Eleições no Peru: Candidato de esquerda Roberto Sánchez tem vantagem mínima sobre Keiko Fujimori em disputa acirrada pela presidência.
A contagem de votos para a eleição presidencial no Peru segue em ritmo dramático nesta quarta-feira (10). A vantagem do candidato de esquerda, Roberto Sánchez Palomino, sobre a candidata de direita, Keiko Fujimori, diminuiu para apenas 7,3 mil votos. A disputa se mantém acirrada em um universo de mais de 27 milhões de eleitores aptos a votar.
Com 97,8% das urnas apuradas, Sánchez acumula 50,020% dos votos válidos, enquanto Keiko Fujimori registra 49,980%. A diferença, que chegou a ser de 19 mil votos com 95,9% das urnas apuradas na véspera, agora representa uma margem apertada, aumentando a tensão no país.
A Oficina Nacional de Processos Eleitorais (ONPE) do Peru informou que, até o fechamento desta reportagem, foram computados 9.014.951 votos para Sánchez e 9.007.614 para Keiko. A apuração dos votos peruanos no exterior, que está mais atrasada, tem favorecido Keiko, evidenciando a polarização do pleito, conforme divulgado pela ONPE.
Votação no exterior pende para Keiko Fujimori, apertando disputa
A apuração dos votos de peruanos residentes no exterior, que ainda está em andamento, tem apresentado uma tendência favorável a Keiko Fujimori. Ela alcança 63,3% dos votos entre este eleitorado, contra 36,6% de Roberto Sánchez. Este segmento representa 1,2 milhão de eleitores, cerca de 4,4% do total, e sua contagem pode influenciar o resultado final.
Das 92,7 mil atas eleitorais no total, ainda restam 378 para serem contabilizadas. A diferença entre os candidatos, que chegou a mais de 40 mil votos para Sánchez em determinado momento, vem diminuindo com a inclusão de mais votos, especialmente aqueles provenientes do exterior, onde a filha do ex-ditador Alberto Fujimori tem maior apoio.
Histórico de reviravoltas marca a apuração eleitoral peruana
O processo de apuração no Peru tem sido marcado por constantes reviravoltas. No início da contagem, quando apenas 20% das urnas foram processadas, Keiko Fujimori chegou a liderar com uma vantagem de 200 mil votos, reflexo da prioridade dada à apuração dos votos na capital, Lima. Contudo, o cenário mudou drasticamente na segunda-feira (8).
Com o avanço da apuração, Roberto Sánchez ultrapassou Keiko Fujimori numericamente, a partir de 93,9% das urnas apuradas. Essa inversão demonstra a dinâmica complexa e imprevisível das eleições peruanas, onde a tendência inicial pode ser significativamente alterada até o fechamento total da contagem.
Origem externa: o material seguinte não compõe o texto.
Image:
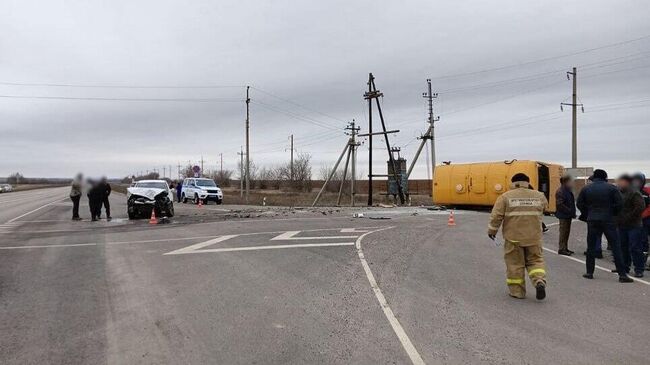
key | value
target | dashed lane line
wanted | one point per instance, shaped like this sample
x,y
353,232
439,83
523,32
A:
x,y
408,346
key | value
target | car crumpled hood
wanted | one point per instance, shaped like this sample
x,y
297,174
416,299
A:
x,y
149,193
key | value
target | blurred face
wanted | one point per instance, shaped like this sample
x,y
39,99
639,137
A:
x,y
569,183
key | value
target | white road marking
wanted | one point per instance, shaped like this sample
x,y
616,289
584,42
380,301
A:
x,y
272,247
35,210
408,346
289,235
46,246
198,246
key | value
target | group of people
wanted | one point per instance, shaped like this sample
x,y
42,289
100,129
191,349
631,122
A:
x,y
98,192
620,212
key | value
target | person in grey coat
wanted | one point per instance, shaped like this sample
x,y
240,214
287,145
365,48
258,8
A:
x,y
75,196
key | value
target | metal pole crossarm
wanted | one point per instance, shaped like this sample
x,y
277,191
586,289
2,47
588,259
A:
x,y
376,133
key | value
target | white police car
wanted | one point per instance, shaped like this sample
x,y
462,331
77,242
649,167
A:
x,y
196,189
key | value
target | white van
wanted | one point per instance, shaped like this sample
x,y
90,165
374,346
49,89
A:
x,y
196,189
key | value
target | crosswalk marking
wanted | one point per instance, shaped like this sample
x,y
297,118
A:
x,y
203,247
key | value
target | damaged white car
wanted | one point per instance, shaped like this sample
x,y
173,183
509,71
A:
x,y
147,195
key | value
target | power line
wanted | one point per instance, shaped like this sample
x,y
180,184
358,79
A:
x,y
105,86
542,59
193,100
294,115
297,104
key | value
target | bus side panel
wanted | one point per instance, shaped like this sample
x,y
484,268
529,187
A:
x,y
477,184
458,184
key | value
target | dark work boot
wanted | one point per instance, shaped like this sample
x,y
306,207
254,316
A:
x,y
541,291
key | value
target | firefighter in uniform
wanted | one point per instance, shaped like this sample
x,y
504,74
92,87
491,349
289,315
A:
x,y
520,210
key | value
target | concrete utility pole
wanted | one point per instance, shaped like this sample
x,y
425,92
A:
x,y
248,155
292,158
369,140
574,116
241,171
430,96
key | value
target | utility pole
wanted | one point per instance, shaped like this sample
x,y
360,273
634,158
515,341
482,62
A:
x,y
369,140
574,116
248,152
430,96
353,156
375,94
241,171
292,158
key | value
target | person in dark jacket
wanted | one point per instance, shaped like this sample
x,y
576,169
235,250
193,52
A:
x,y
94,199
104,191
602,202
565,212
630,226
179,189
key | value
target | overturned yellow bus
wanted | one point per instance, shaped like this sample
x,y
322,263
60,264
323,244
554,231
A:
x,y
479,184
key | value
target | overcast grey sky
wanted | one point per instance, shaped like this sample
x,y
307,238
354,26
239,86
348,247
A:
x,y
317,55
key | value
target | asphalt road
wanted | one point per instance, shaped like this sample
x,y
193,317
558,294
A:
x,y
229,285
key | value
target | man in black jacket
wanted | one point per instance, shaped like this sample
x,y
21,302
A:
x,y
104,191
630,226
565,212
602,201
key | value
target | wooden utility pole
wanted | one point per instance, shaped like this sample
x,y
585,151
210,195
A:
x,y
353,168
428,135
369,139
248,151
241,171
574,116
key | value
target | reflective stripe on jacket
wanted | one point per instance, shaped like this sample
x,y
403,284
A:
x,y
520,210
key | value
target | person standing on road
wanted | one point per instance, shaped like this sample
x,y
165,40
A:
x,y
630,226
565,213
602,201
179,189
520,210
638,181
104,191
75,196
94,199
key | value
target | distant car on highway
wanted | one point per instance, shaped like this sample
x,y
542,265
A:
x,y
147,195
200,189
6,188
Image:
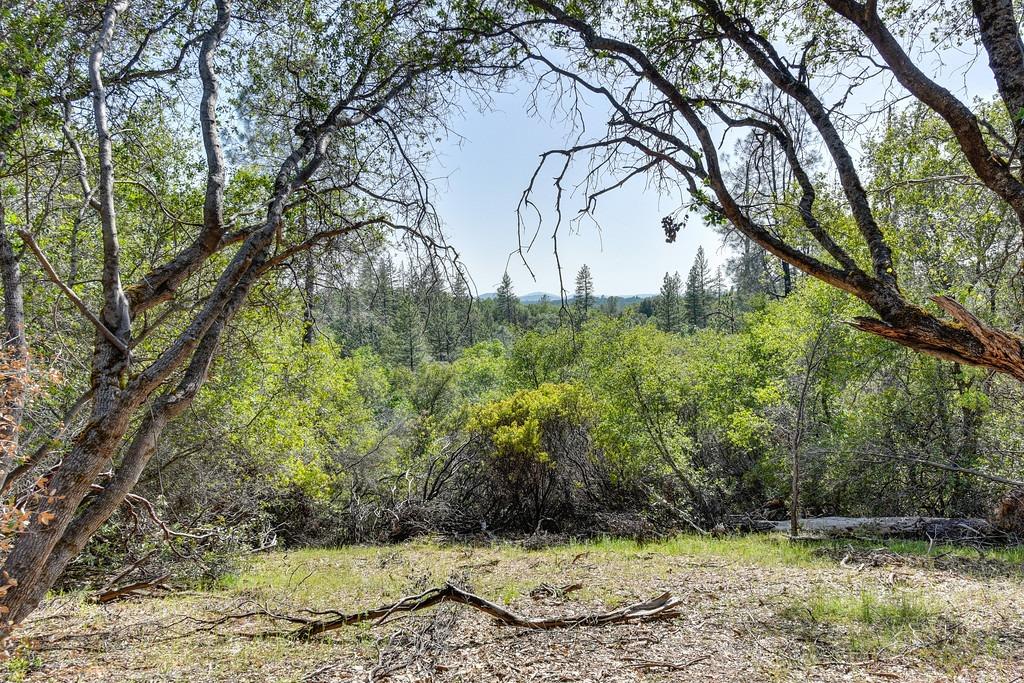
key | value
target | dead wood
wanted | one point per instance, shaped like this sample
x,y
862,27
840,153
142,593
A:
x,y
132,589
662,606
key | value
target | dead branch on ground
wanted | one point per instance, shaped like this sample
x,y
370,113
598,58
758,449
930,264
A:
x,y
659,607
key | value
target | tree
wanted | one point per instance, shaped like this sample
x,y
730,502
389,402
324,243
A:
x,y
670,99
406,345
508,303
584,299
197,254
669,308
697,285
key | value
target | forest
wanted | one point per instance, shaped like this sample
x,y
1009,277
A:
x,y
261,421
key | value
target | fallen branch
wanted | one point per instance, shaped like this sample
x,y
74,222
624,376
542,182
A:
x,y
663,606
131,589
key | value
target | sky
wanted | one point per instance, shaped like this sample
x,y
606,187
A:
x,y
481,171
479,182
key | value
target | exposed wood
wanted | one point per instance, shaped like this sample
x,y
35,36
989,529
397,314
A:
x,y
883,527
662,606
133,589
81,305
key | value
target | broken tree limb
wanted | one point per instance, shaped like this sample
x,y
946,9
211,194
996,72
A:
x,y
662,606
131,589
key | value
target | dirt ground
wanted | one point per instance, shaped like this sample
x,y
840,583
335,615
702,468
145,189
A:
x,y
754,608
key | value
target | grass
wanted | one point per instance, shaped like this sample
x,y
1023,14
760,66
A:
x,y
889,610
754,595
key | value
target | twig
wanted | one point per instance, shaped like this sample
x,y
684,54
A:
x,y
110,596
55,279
662,606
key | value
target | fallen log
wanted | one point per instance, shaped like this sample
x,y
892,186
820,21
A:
x,y
133,589
662,606
938,528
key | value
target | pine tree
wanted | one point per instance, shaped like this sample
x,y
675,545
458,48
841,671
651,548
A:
x,y
669,308
508,303
584,294
696,291
404,343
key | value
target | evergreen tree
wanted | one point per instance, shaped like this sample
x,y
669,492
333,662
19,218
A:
x,y
508,303
669,308
696,291
404,343
584,294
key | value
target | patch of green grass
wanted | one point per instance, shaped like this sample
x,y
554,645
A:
x,y
752,549
868,625
889,610
1010,554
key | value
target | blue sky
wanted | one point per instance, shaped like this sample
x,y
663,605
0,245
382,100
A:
x,y
479,183
479,179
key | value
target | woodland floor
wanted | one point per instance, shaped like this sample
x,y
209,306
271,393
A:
x,y
756,608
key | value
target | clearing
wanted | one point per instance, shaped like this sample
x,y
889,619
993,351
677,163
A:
x,y
755,608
Resultados definitivos podem demorar até meados de julho devido a recontagens
Apesar de a apuração se aproximar dos 100%, o Jurado Nacional de Eleições (JNE), órgão máximo eleitoral do Peru, informou que os resultados definitivos só devem ser finalizados em “meados de julho”. Essa previsão se deve à implementação de um novo mecanismo obrigatório de recontagem de votos em mesas que apresentaram inconsistências.
O JNE relatou ter recebido, até o momento, 1,3 mil atas “em observação”, indicando a necessidade de verificação adicional em um número considerável de locais de votação. Essa medida visa garantir a lisura do processo, mas estende o período de incerteza sobre quem será o próximo presidente do Peru.
Disputa presidencial reflete a instabilidade política do Peru
Roberto Sánchez e Keiko Fujimori disputam o mandato presidencial para o período de 2026 a 2031. O vencedor assumirá a presidência em um contexto de profunda crise política no país sul-americano. Desde 2016, o Peru já teve dois presidentes renunciantes e quatro destituídos pelo parlamento, evidenciando a fragilidade institucional.
Keiko Fujimori, filha do ex-ditador Alberto Fujimori, já perdeu três eleições presidenciais no segundo turno em 2011, 2016 e 2021. Já Roberto Sánchez é aliado do ex-presidente Pedro Castillo, que foi destituído, preso e condenado por tentativa de golpe de Estado. Para seus apoiadores, Castillo foi vítima de um golpe parlamentar por representar os interesses das populações rurais e indígenas.